On July 22, 2019, the 10th Circuit Court of Appeals ruled 2-1 to reverse the district court's ruling that plaintiffs did not have standing and to remand the case back to the district court for further consideration.[9]

Appeals court (2020)

In October 2020, the 10th Circuit Court of Appeals agreed to review the legal challenge against TABOR.[10]

Background

Initiative 1

In 1992, 53.68% of Colorado voters approved a constitutional amendment to create a Taxpayer Bill of Rights, otherwise known as a TABOR. The measure, Initiative 1, required statewide voter approval of tax increases that exceed an index created by combining inflation and population increases.[11][12]

Colorado Initiative 1 (1992)
ResultVotesPercentage
Approveda Yes 812,308 53.68%
No700,90646.32%

Election results via: Colorado State Legislative Council, Ballot History

Guarantee Clause

See also: United States Constitution, Article 4, Section 4

The Guarantee Clause comes from Article 4 of the United States Constitution. It reads as follows:

Text of Section 4:

The United States shall guarantee to every State in this Union a Republican Form of Government, and shall protect each of them against Invasion; and on Application of the Legislature, or of the Executive (when the Legislature cannot be convened), against domestic Violence.

Plaintiffs

Initial plaintiffs

Additional plaintiffs

  • Cheyenne Well School District Board of Education
  • Susan Lontine
  • Denver County Publis Schools Board of Education
  • K.C. Becker
  • Boulder County Board of County Commissioners
  • Boulder Valley School District Board of Education
  • Gunnison County Metropolitan Recreation District
  • Leslie Herod;
  • Pueblo City District 60 Board of Education
  • Christopher J. Hansen
  • Gunnison Watershed School District Board of Education
  • Colorado Springs District 11 Board of Education
  • Poudre School District Board of Education
  • Pueblo County School District 70 Board of Education
  • William G. Kaufman

Amici Curiae briefs

The following groups filed an Amici Curiae brief in support of plaintiffs:[9]

  • Colorado Association of School Boards
  • Colorado Association of School Executives
  • The Colorado Union of Taxpayers Foundation

Defendant

The Governor of Colorado, in his official capacity, was named as the defendant in this case.

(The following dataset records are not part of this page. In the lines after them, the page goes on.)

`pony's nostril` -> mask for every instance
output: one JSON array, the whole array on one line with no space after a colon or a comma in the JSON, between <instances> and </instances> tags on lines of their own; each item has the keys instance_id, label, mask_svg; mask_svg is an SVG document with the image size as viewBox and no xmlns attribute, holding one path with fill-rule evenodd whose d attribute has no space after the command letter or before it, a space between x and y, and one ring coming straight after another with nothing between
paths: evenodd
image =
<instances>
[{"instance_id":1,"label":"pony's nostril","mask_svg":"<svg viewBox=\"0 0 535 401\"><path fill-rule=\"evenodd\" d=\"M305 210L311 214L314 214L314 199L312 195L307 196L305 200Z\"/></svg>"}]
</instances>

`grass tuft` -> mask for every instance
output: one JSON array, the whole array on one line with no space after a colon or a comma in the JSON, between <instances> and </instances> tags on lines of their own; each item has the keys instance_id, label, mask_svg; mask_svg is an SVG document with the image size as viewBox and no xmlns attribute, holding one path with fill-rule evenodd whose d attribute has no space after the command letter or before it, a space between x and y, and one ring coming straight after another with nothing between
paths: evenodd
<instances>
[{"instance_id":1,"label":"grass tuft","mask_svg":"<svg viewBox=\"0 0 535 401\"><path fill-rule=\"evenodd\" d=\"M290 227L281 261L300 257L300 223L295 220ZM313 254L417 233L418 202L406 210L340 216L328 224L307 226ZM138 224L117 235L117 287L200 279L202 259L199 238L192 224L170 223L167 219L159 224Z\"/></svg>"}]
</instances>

The initial defendant was John Hickenlooper but was substituted with Jared Polis when he assumed the office in January 2019.[9]

Amici Curiae briefs

Mountain States Legal Foundation filed an Amici Curiae brief in support of the defendant:[9]

Colorado Attorney General Phil Weiser released a statement arguing, "Until [the 10th circuit court of appeals' ruling], the courts have consistently ruled that federal courts are not the proper place for school boards, special districts and county commissions to resolve disagreements with their parent state over state policy. Under controlling law, political subdivisions do not have standing to use federal courts to challenge state policies — regardless of the merits of their complaints about the policy — unless there is a specific federal law that gives them rights to do so."[13]